J. A. Rubano1, J. A. Vosswinkel1, J. E. McCormack1, E. C. Huang1, M. Paccione1, R. S. Jawa1 1Stony Brook University Medical Center,Trauma,Stony Brook, NY, USA
Introduction: Unplanned Intensive Care Unit (UP-ICU) admission is a key quality measure of the American College of Surgeons Committe on Trauma. We sought to evaluate frequency, timing, risk factors, and morbidity associated with unplanned ICU admission following acute traumatic injury.
Methods: Retrospective analysis of a state-designated level I trauma center's registry. All adult trauma admissions from January 2007 through December 2013 were considered. Burns, isolated hip fractures, field/emergency department intubations and patients takend directly to the operating room were excluded. Univariate and multivariate statistical analyses were performed; p≤ 0.05 was considered significant.
Results: Of 5465 patients meeting study criteria, 85.2% required no ICU (NO-ICU) stay, 10.9% had planned (PL-ICU) admission, and 3.9% were UP-ICU admissions. Patient demographics are presented in the table. UP-ICU admissions more frequently had ≥2 National Trauma Data Standard comorbid conditions (65.1%) than NO-ICU (33.2%) and PL-ICU admissions (47.2%), p<0.05. Median length of stay prior to UP-ICU admission was significantly longer than PL-ICU admission (2 days, IQR 0-4 vs. 0 days, IQR 0-0). UP-ICU admissions had significantly more frequent strokes (2.4% vs 0.5%), MI (14.2% vs. 4.0%), respiratory failure (10.9% vs. 1.7%), pneumonia (30.2% vs. 9.9%), renal failure (7.6% vs. 2.7%), sepsis (10.9% vs. 2.9%), and DVT/PE (11,8% vs. 5.2%) as compared to PL-ICU admissions.
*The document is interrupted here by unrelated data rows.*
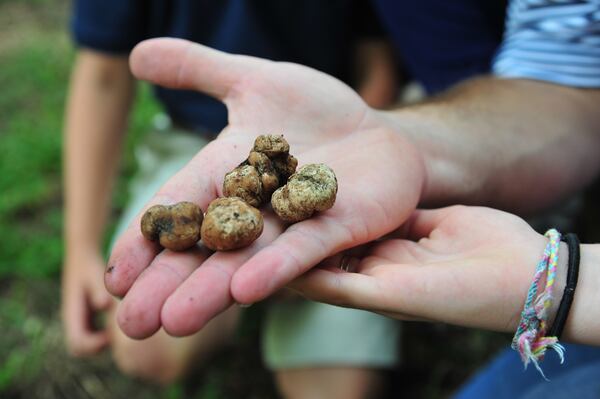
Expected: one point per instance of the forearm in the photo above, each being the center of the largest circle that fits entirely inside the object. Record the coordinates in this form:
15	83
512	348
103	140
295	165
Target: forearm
583	323
101	92
513	144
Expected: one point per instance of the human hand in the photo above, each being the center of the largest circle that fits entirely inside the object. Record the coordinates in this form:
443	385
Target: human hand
83	297
380	178
462	265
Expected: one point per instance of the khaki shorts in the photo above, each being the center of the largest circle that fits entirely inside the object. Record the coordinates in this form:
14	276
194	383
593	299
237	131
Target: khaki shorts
297	333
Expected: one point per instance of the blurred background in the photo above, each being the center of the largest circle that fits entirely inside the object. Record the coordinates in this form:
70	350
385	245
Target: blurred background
35	58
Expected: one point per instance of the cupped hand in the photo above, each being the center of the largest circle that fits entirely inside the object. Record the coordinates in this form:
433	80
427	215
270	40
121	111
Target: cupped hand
83	298
380	179
467	266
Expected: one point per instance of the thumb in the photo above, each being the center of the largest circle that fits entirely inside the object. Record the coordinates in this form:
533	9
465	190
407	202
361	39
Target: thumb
182	64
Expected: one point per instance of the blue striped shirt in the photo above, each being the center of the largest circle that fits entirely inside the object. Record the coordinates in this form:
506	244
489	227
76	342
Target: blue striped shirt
552	40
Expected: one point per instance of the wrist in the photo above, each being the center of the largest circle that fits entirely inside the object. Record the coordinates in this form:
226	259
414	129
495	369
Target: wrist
583	324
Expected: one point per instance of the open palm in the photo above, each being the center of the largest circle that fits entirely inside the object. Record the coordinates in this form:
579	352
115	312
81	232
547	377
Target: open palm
380	179
468	266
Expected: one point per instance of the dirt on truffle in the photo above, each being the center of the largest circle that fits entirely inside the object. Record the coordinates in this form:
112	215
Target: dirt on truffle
312	189
175	227
230	223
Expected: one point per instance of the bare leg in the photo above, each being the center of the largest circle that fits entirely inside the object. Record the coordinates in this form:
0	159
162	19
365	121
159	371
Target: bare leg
330	383
162	358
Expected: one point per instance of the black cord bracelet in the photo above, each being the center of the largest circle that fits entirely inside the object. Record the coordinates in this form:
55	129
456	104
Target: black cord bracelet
569	292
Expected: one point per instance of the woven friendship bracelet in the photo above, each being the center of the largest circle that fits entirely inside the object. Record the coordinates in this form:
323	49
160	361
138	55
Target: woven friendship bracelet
530	340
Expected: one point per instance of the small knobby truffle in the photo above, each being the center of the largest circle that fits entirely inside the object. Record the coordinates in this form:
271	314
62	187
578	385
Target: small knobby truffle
267	168
311	189
230	223
176	227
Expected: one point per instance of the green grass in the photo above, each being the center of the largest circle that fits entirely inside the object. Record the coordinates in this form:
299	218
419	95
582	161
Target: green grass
34	79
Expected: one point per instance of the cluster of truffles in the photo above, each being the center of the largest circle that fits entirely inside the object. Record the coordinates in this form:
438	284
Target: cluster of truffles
268	174
267	168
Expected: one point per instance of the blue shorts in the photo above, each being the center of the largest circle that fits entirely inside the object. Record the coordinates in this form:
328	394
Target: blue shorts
504	377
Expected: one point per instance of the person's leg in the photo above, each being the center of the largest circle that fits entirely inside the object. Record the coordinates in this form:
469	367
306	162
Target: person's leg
323	351
330	383
162	358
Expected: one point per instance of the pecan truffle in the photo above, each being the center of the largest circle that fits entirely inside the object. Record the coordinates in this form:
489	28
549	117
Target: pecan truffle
176	227
230	223
311	189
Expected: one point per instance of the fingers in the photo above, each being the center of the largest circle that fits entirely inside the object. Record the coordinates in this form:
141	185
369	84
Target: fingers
341	289
206	293
99	297
422	222
199	182
182	64
300	247
138	314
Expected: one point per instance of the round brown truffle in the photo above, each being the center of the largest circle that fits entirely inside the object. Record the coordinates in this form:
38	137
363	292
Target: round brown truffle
175	227
244	182
311	189
230	223
285	166
267	168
Rates of these complications in the NO-ICU group were each ≤1.1% and correspondingly significantly less than in UP-ICU group. Finally, UP-ICU patients had a higher mortality (18.4%) than NO-ICU (0.49%, p<0.001) or PL-ICU admission groups (5.71%, p < 0.001). In subsequent multivariate logistic regression, risk factors for unplanned ICU admission were respiratory failure (odds ratio 3.74, 95% confidence interval 1.62-8.63), PE/DVT (2.27, 1.23-4.18), MI (1.98, 1.05-3.74), and pneumonia (2.60, 1.66-4.08). Age, presence of ≥ 2 comorbidities, sepsis, and stroke were not risk factors. ISS was slightly negatively associated with UP-ICU admission (OR 0.97 (95% CI 0.95 – 0.99).
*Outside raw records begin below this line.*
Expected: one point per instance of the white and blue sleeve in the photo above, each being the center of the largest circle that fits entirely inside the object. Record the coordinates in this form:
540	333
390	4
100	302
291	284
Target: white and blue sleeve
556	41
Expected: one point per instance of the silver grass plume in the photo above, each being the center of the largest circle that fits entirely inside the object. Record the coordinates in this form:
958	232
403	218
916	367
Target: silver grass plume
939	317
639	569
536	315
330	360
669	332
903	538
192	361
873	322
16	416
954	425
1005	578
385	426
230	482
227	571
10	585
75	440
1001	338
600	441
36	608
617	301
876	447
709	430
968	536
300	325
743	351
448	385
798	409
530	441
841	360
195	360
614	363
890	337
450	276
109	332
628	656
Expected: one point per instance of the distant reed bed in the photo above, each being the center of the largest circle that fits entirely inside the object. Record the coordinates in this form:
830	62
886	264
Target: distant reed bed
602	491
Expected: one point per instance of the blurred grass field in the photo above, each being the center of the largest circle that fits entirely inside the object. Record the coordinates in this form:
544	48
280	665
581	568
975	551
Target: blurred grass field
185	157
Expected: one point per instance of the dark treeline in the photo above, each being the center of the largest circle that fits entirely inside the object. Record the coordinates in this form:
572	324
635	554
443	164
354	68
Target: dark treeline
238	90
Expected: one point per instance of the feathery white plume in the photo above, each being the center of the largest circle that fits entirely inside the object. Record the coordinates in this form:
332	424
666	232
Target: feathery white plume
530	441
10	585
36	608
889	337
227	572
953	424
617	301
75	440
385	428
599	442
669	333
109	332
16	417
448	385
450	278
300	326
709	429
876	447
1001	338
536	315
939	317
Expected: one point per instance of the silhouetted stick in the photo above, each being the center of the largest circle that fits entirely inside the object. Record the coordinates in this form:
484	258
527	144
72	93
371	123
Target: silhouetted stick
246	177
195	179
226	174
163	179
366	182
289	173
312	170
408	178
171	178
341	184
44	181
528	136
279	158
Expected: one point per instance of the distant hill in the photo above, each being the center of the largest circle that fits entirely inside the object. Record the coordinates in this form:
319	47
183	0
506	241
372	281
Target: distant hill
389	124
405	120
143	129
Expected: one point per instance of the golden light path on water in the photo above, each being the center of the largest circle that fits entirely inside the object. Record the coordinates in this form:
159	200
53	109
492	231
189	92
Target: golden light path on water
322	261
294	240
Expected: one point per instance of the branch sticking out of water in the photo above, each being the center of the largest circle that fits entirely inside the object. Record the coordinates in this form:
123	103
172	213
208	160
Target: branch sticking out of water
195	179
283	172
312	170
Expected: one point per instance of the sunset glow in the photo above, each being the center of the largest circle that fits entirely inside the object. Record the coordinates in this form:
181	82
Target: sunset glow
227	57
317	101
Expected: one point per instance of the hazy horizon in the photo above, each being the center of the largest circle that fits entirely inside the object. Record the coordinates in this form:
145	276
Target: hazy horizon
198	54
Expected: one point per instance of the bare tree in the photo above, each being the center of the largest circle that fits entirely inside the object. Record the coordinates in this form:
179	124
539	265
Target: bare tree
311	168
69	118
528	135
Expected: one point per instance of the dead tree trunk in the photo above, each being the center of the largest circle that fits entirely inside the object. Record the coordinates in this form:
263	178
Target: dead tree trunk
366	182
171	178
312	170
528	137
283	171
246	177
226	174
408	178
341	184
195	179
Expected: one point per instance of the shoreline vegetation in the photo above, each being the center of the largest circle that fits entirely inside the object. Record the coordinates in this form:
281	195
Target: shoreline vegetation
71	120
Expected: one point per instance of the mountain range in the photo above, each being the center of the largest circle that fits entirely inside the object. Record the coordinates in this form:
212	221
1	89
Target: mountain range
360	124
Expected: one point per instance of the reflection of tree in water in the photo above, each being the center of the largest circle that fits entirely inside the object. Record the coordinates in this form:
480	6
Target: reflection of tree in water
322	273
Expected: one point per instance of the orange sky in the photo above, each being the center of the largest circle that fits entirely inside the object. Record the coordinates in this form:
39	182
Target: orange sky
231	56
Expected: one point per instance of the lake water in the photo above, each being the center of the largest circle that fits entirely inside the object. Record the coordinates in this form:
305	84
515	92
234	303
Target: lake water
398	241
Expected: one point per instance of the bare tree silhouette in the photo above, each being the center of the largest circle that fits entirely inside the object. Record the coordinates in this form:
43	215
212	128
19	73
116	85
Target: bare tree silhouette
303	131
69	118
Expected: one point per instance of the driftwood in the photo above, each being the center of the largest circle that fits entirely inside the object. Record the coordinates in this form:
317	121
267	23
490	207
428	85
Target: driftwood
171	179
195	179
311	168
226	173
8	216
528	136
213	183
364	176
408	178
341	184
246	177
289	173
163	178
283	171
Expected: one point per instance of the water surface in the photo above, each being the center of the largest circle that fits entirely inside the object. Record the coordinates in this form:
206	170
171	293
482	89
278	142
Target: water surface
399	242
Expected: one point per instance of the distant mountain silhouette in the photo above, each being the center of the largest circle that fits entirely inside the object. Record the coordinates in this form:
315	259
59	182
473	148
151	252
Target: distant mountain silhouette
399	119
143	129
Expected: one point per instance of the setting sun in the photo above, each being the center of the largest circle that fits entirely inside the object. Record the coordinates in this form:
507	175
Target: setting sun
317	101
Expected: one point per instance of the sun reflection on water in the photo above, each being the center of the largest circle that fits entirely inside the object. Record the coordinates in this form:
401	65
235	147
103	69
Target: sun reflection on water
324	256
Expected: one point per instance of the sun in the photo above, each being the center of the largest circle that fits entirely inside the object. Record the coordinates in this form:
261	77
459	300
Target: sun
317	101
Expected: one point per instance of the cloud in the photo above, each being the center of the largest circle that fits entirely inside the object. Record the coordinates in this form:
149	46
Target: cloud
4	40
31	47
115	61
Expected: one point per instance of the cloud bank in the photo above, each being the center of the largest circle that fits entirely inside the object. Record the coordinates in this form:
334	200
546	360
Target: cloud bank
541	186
Conclusion: Unplanned ICU admission is an infrequent but morbid event. It is associated with a threefold increase in mortality as compared to planned ICU admission. A slightly lower ISS in UP-ICU would be expected as these patients were not directly admitted to the ICU. Earlier identification of risk factors may decrease unplanned ICU admission.